UPDATE: Shared Web Workers are the incorrect way of tackling this problem. Service Workers are the way forward for maintaining after the web page is terminated.


Solution

  • Keeping the webRTC connection alive between page loads seems like a rare use case. Normally, you start a call and remain on a single page. I guess it could make sense if you wanted to embed a customer support like webRTC widget on a site and have that widget follow a user through page navigations under a single domain.

    I don't think saving/reusing the blob URL will allow you to reconnect on a page reload for security issues/hijacking potential.

    There is the IceRestart constraint which might help. Apparently you can save the SDP info to local storage, reuse the negotiated SDP, then call an IceRestart to quickly reconnect.

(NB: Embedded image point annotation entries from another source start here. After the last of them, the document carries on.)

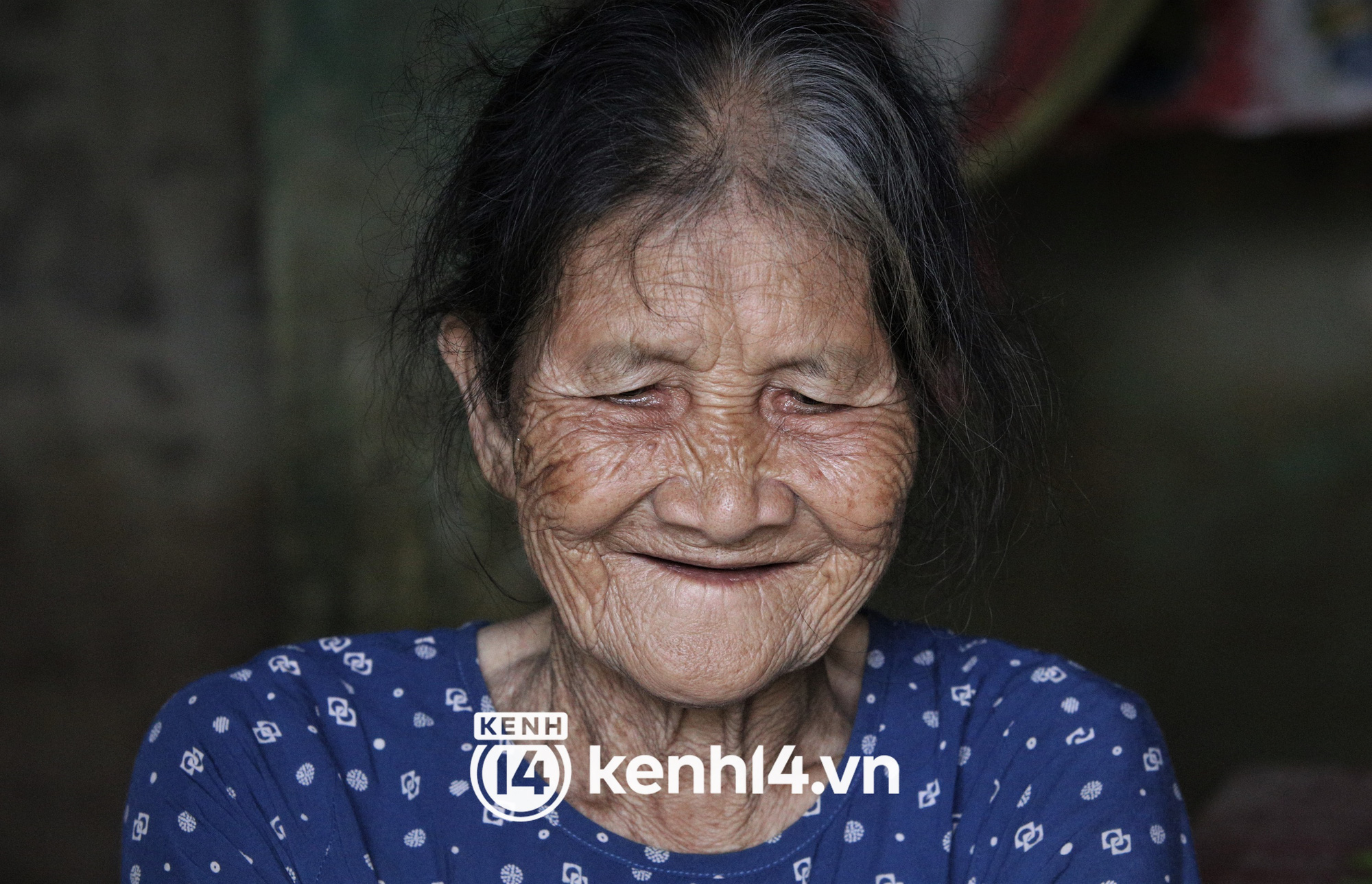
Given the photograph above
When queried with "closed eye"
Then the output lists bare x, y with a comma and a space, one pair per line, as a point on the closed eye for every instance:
639, 396
803, 404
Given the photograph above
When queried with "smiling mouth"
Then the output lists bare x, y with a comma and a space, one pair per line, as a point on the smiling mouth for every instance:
720, 574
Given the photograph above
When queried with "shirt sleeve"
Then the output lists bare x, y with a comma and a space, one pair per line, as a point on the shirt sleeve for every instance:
1083, 791
206, 802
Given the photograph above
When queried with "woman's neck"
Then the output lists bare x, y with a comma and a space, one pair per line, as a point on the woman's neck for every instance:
532, 665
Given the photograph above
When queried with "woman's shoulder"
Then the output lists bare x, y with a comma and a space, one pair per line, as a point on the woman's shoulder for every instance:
980, 665
330, 680
991, 690
255, 761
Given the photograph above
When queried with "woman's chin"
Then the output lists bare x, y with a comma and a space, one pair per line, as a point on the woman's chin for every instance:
705, 669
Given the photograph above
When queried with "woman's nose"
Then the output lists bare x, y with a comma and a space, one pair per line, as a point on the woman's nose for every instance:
726, 495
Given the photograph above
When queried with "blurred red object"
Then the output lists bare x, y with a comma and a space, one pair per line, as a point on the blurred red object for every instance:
1286, 826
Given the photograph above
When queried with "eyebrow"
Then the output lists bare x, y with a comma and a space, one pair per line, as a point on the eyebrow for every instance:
628, 359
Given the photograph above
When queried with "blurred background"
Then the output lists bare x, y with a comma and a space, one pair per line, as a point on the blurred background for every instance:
202, 212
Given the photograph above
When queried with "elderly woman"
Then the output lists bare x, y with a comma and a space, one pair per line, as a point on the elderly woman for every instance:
705, 279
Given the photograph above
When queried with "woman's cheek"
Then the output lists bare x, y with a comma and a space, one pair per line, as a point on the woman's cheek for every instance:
584, 476
857, 482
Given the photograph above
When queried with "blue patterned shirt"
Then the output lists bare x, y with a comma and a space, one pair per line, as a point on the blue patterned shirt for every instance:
346, 761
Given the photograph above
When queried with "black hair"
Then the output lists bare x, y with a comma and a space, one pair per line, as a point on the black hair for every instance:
624, 109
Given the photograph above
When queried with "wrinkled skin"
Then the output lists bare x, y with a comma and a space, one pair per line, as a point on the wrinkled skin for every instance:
710, 456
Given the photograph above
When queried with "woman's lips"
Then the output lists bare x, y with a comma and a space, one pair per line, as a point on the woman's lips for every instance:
718, 574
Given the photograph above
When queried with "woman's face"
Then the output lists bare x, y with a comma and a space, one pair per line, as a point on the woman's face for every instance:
713, 454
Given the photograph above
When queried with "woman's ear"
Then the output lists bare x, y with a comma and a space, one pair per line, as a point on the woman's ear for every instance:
492, 443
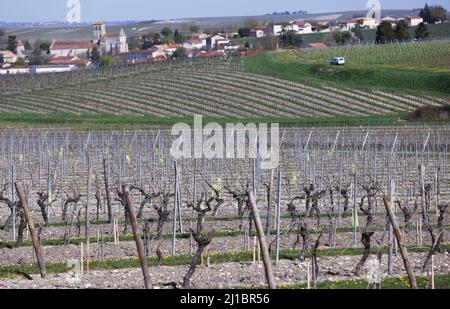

    As described in section 3, the nominated ICE candidate pair is exchanged during an SDP offer/answer procedure, which is maintained by the JavaScript. The JavaScript can save the SDP information on the application server or in browser local storage. When a page reload has happened, a new JavaScript will be reloaded, which will create a new PeerConnection and retrieve the saved SDP information including the previous nominated candidate pair. Then the JavaScript can request the previous resource by sending a setLocalDescription(), which includes the saved SDP information. Instead of restart an ICE procedure without additional action hints, the new JavaScript SHALL send an updateIce() which indicates that it has happended because of a page reload. If the ICE agent then can allocate the previous resource for the new JavaScript, it will use the previous nominated candidate pair for the first connectivity check, and if it succeeds the ICE agent will keep it marked as selected. The ICE agent can now send media using this candidate pair, even if it is running in Regular Nomination mode.